The second major risk for the global economy is the high level of private and public sector debt in major economies. This seriously limits the ability of governments to provide fiscal stimulus if needed and it raises the likelihood of private and public sector defaults.

Third source of risk are the black swans that may, once again, lurk in the financial sector. In the US, the failure of Lehman Brothers may have limited the risk appetite of financial institutions, but in Europe and especially in China there have been no such events limiting the moral hazard problem (moral hazard refers to a situation, where someone else than the risk taker bears majority of the risks of his/her actions) in the financial sector. Quite the opposite actually. While several hundred financial institutions were let to fail in the US during and after the Great Recession, basically all the troubled banks were saved in Europe and in China.

Fourth source of risk is the political instability. Europe is facing an extraordinary number of overlapping crises. The migration crisis is testing the uniformity of the European project and risk of another full-blown crisis in the Eurozone is building up. Although several institutions have been put into place after the financial crash of 2007-2008 and the European debt crisis that followed, their effectiveness during an acute and major crisis is untested. European banking sector is very vulnerable with a high portion of non-performing loans threating its stability. In Great Britain, support for Brexit, or the exit of Britain from the EU, remains high as does the likelihood of Grexit or the exit of Greece from the Eurozone. The terrorist attacks in Europe and geopolitical ambitions in Europe and in the Middle-East can lead to unpredictable political and military developments that can have long-term effects on global markets.
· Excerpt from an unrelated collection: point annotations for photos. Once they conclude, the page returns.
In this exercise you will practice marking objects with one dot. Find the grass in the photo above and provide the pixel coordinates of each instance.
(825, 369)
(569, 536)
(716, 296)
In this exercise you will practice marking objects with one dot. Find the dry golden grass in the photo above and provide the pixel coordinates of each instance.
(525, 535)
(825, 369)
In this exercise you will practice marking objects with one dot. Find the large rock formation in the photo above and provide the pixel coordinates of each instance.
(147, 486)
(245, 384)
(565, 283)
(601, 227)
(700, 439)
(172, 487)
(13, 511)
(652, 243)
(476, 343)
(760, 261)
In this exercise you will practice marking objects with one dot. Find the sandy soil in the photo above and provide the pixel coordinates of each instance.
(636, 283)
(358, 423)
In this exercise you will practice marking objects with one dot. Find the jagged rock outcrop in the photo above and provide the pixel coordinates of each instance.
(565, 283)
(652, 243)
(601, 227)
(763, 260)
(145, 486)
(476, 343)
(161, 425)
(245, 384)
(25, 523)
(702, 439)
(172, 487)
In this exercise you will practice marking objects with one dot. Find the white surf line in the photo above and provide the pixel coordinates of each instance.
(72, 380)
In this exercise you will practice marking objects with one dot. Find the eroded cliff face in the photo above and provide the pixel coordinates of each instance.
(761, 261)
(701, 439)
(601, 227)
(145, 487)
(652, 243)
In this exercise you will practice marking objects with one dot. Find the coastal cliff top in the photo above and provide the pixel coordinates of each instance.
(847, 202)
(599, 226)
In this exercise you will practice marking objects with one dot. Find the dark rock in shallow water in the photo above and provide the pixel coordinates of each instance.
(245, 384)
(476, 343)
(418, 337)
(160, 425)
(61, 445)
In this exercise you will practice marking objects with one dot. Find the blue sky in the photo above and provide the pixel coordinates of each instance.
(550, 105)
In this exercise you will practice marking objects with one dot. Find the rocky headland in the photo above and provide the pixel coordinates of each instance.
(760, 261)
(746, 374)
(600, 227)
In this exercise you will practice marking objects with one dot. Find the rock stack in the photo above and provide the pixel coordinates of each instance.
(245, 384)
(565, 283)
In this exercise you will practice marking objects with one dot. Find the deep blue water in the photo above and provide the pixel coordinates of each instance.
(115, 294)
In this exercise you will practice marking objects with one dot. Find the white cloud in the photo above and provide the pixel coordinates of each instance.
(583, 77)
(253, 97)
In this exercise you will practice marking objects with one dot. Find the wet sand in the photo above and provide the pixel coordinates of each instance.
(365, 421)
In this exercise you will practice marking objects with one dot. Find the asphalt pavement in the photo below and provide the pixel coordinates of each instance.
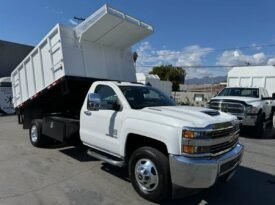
(66, 175)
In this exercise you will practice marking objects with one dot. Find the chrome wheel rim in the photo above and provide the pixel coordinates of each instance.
(34, 133)
(146, 175)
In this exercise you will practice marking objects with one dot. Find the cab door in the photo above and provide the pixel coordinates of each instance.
(101, 128)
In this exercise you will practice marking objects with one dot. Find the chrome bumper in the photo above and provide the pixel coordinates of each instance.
(202, 173)
(249, 120)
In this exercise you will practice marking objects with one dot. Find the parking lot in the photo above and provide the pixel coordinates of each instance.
(66, 175)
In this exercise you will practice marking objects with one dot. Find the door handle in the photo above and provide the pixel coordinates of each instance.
(88, 113)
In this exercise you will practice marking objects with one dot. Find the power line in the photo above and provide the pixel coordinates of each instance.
(202, 66)
(208, 50)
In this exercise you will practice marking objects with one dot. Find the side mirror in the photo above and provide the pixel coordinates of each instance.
(94, 102)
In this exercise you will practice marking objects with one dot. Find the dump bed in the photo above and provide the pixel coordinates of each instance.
(98, 48)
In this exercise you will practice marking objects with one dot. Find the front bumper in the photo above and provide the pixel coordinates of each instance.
(202, 173)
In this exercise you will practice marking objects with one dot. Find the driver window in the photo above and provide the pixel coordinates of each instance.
(107, 95)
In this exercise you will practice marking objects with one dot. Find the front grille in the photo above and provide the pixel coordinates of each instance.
(230, 107)
(222, 133)
(214, 149)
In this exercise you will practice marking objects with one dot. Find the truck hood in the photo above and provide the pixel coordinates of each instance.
(236, 98)
(186, 116)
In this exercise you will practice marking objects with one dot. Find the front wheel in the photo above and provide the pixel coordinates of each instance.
(37, 139)
(149, 174)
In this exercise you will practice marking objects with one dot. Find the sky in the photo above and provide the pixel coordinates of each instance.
(193, 34)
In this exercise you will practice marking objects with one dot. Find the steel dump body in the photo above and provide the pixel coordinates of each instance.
(98, 48)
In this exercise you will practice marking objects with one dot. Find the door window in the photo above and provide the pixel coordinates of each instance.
(108, 96)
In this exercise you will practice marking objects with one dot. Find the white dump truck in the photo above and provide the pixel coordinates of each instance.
(249, 95)
(80, 83)
(6, 106)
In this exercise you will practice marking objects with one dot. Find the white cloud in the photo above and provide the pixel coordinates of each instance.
(271, 61)
(194, 55)
(237, 57)
(189, 56)
(73, 22)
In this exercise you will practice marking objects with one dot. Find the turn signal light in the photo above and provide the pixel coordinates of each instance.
(188, 134)
(189, 149)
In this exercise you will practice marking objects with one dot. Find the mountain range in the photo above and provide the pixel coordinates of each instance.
(206, 80)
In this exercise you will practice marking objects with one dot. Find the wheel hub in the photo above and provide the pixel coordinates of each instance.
(146, 175)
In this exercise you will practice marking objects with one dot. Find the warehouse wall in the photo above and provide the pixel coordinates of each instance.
(11, 54)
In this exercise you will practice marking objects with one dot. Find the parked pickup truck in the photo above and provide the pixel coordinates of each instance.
(72, 85)
(253, 106)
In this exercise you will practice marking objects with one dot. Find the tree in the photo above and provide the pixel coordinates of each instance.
(174, 74)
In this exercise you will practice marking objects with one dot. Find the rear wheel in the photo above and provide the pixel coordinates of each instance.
(36, 137)
(149, 174)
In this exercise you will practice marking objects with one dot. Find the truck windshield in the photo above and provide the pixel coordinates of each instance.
(140, 97)
(242, 92)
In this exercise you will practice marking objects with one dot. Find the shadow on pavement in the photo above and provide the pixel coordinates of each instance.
(121, 173)
(78, 153)
(248, 186)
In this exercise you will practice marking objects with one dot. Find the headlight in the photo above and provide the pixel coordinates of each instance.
(191, 134)
(252, 110)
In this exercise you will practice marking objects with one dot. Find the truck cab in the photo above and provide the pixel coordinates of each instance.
(128, 124)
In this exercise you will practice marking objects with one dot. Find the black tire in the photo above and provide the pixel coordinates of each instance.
(41, 140)
(259, 127)
(162, 189)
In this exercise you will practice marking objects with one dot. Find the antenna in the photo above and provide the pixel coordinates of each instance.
(79, 19)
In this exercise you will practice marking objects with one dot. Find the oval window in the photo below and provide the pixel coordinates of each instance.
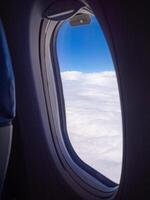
(92, 104)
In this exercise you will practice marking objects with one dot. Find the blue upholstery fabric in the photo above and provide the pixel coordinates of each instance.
(7, 83)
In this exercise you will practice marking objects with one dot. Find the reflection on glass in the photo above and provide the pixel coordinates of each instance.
(91, 96)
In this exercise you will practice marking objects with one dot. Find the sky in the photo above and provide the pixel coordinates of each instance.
(91, 97)
(80, 43)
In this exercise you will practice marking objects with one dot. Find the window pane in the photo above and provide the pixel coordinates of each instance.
(91, 96)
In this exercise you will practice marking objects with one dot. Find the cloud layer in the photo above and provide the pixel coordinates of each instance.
(94, 119)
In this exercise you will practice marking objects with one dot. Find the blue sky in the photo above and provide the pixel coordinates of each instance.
(83, 48)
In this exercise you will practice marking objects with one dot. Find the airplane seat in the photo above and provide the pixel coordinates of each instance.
(7, 105)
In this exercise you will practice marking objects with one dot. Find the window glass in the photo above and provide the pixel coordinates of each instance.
(92, 103)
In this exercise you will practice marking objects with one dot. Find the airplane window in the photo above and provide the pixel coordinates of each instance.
(92, 104)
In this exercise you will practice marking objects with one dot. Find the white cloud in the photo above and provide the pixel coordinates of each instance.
(94, 119)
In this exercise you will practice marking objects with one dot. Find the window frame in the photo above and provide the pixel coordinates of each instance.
(81, 177)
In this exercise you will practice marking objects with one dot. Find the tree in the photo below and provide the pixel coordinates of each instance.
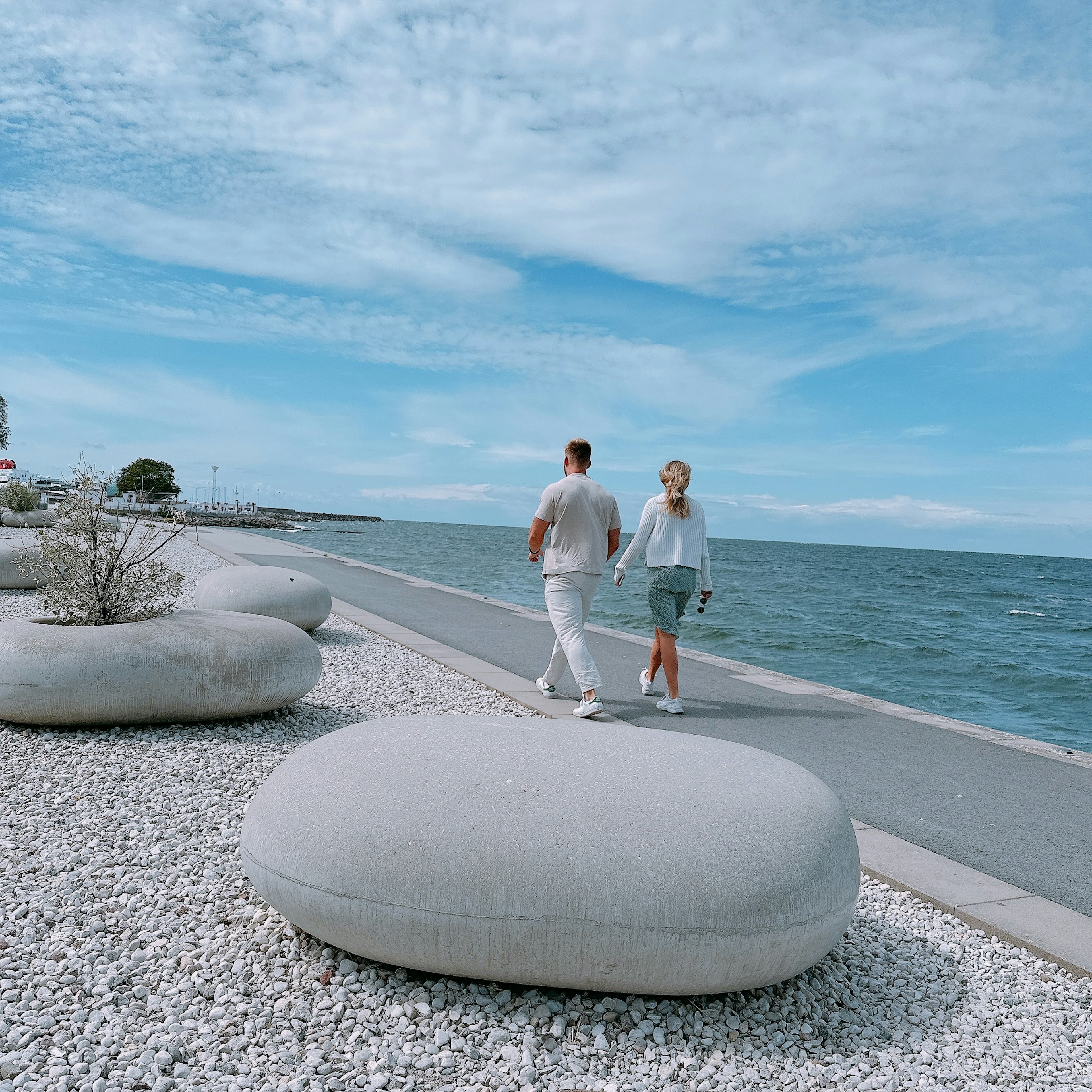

Fifth source of uncertainty is the matured commodity super-cycle, which has pushed down the prices of several commodities, like iron, copper and oil. If the cycle turns upwards and the prices of these commodities start to increase, central banks would be forced to raise the interest rates, which could push the world economy into a deflationary recession.

Anticipation of crises and the socialization of riskNot many people know, but the crash of 2007-2008 was anticipated by many recession prediction models, because there were signs in the financial markets that something troubling was going on. The biggest problem in the current situation is that central banks have hidden several market signals with unconventional monetary policies. QE's of world major central banks have pushed the risks of several asset classes to far ends of the probability distributions. What this means is that if the actual price of an asset does not meet its market-based value, the true level of risk is not properly priced in. Socialization of risks of private entities with monetary or fiscal measures hides the risks behind politically motivated decision. This is probably the biggest risk threating the world economy, that is, the mispricing of risk by unknown magnitude.
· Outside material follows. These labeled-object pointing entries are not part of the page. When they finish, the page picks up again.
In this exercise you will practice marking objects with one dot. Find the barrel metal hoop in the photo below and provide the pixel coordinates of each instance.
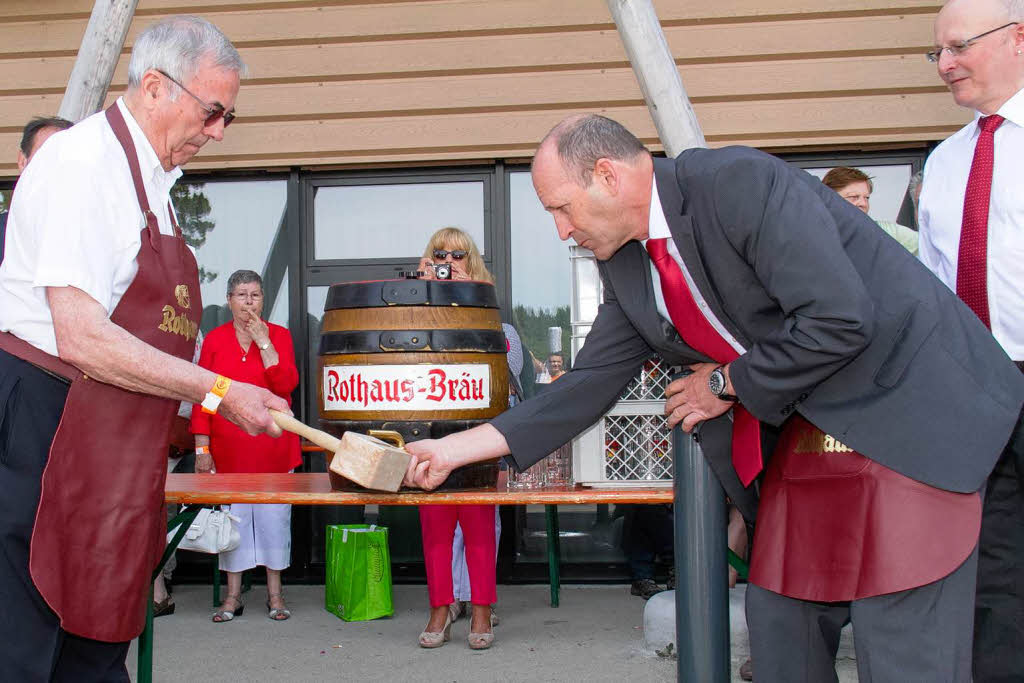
(383, 341)
(411, 293)
(410, 430)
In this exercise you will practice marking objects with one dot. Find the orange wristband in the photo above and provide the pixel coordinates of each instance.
(214, 396)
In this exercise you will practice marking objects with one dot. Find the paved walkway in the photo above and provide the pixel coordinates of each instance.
(596, 635)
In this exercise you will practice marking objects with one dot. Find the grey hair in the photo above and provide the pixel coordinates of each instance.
(914, 187)
(177, 46)
(243, 278)
(585, 138)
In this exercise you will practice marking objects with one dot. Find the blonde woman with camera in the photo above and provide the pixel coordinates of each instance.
(451, 254)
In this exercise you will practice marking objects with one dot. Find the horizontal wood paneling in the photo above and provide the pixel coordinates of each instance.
(537, 52)
(349, 82)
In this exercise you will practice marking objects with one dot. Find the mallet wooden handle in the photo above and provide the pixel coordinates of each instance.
(321, 438)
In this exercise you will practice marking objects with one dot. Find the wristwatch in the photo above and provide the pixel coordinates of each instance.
(717, 384)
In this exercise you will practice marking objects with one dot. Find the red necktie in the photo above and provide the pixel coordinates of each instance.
(972, 263)
(698, 333)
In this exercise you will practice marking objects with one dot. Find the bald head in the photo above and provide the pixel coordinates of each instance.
(990, 70)
(595, 178)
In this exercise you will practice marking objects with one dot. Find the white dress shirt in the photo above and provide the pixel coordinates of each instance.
(658, 227)
(942, 212)
(75, 221)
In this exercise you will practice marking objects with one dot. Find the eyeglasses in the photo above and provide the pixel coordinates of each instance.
(457, 254)
(957, 48)
(213, 112)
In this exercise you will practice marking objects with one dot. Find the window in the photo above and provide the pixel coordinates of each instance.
(392, 220)
(541, 283)
(237, 225)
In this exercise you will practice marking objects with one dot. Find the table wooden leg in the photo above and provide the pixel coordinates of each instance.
(554, 551)
(182, 521)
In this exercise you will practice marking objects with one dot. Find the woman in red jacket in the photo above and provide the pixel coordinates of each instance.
(250, 349)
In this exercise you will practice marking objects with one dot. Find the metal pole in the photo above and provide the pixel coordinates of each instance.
(701, 579)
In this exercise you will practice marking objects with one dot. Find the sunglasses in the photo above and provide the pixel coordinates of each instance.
(457, 254)
(213, 112)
So, where are we heading? Unfortunately, all we know with a fair certainty is that we are facing some form of a downturn. It may be a mild one, but if any of the above listed risks would to materialize, the downturn would have the potential to turn into a systemic crash under current conditions. What this means is that we currently face a highly uncertain future with fairly decent growth prospects and that we can do very little to diminish the uncertainty, but to hope for the best.